Abel Salazar para além de cientista notável, foi pedagogo, artista, prosador, crítico e filósofo, um autêntico homem do renascimento, que quis o azar viver em tempos negros de ditadura. Um dos aspetos interessantes deste livro de Jaime Mendes é a recolha e publicação, para além da correspondência, de um conjunto de artigos de Abel Salazar e também de Abílio Mendes. Nesses artigo se percebe, à semelhança de Bento de Jesus Caraça, a preocupação das maiores figuras da intelectualidade portuguesa em conseguirem chegar às pessoas e envolverem o povo na discussão e fruição daquilo que mais avançado o conhecimento humano tinha à época.

O seu afastamento do ensino leva-o a dedicar mais tempo à pintura. Em 1938, um grupo de amigos reúne a sua vasta obra e expõe-na na Sociedade Nacional de Belas Artes. As críticas nos jornais são-lhe altamente favoráveis. Artur Portela [pai do também jornalista Artur Portela Filho] apelida-o no “Diário de Lisboa” de “génio”, “O Diabo”, jornal que reunia os intelectuais que se opunham ao regime, descreve o homem: “Abel Salazar nosso eminente colaborador, é uma das figuras de maior relevo como cientista. É-o igualmente como escritor. É-o ainda como artista plástico. Para encontrar um homem que parece feito de pedaços de vários homens, todos notáveis, somos forçados a andar para traz nos tempo e recordar personalidades ricas, riquíssimas, geniais como houve algumas há quinhentos anos”.

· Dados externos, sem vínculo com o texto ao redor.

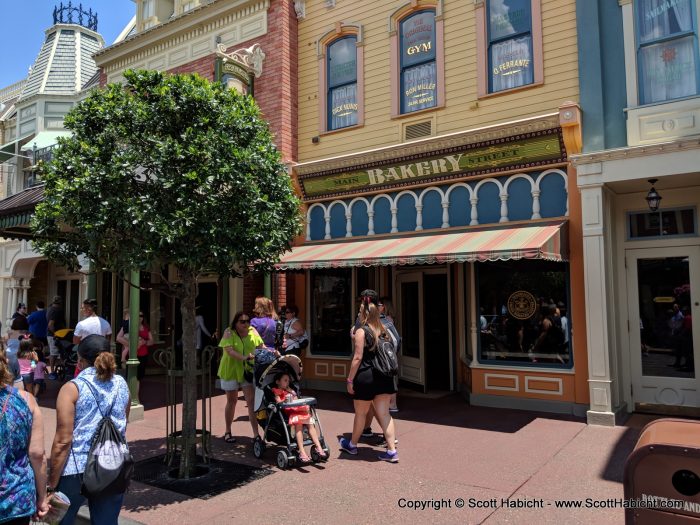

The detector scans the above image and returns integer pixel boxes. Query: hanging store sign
[299,129,566,199]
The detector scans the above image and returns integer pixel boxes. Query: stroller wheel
[253,436,265,459]
[277,450,289,469]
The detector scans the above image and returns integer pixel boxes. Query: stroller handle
[280,397,316,408]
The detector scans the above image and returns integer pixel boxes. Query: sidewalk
[41,378,651,525]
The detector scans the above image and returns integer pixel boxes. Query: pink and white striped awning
[276,222,568,270]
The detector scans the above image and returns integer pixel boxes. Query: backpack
[73,380,134,498]
[365,326,399,377]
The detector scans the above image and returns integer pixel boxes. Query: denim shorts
[219,379,253,392]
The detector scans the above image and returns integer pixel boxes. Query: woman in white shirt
[73,299,112,345]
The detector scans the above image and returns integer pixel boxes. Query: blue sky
[0,0,136,88]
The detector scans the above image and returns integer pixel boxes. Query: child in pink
[33,359,46,399]
[272,373,326,463]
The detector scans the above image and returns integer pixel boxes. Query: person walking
[339,290,399,463]
[73,299,112,345]
[12,303,27,321]
[250,297,279,351]
[27,301,49,346]
[282,305,309,357]
[0,346,49,525]
[48,334,131,525]
[217,312,265,443]
[46,295,66,379]
[362,297,401,440]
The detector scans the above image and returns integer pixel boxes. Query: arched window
[399,9,438,113]
[326,35,358,131]
[487,0,534,93]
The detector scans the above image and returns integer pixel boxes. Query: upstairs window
[141,0,156,20]
[399,9,438,113]
[487,0,535,93]
[635,0,699,104]
[326,36,358,131]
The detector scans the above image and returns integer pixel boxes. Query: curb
[73,505,144,525]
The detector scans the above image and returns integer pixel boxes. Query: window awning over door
[276,222,568,270]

Abel Salazar morreu em 29 de dezembro de 1946, em Lisboa, tinha apenas 57 anos.

A “Correspondência de Abílio Mendes com Abel Salazar”, de Jaime Mendes, permite-nos perceber melhor a dimensão humana do homem, e convoca à nossa memória, não só o mestre, como o seu discípulo Abílio Mendes, médico e antifascista, com uma carreira e obra notável, nomeadamente na formação de várias gerações de jovens médicos. Entre várias coisas, há um traço comum na vida destes dois homens, para além do apego à liberdade, a importância que davam à formação da juventude, ou da “mocidade”, como Abel Salazar escrevia.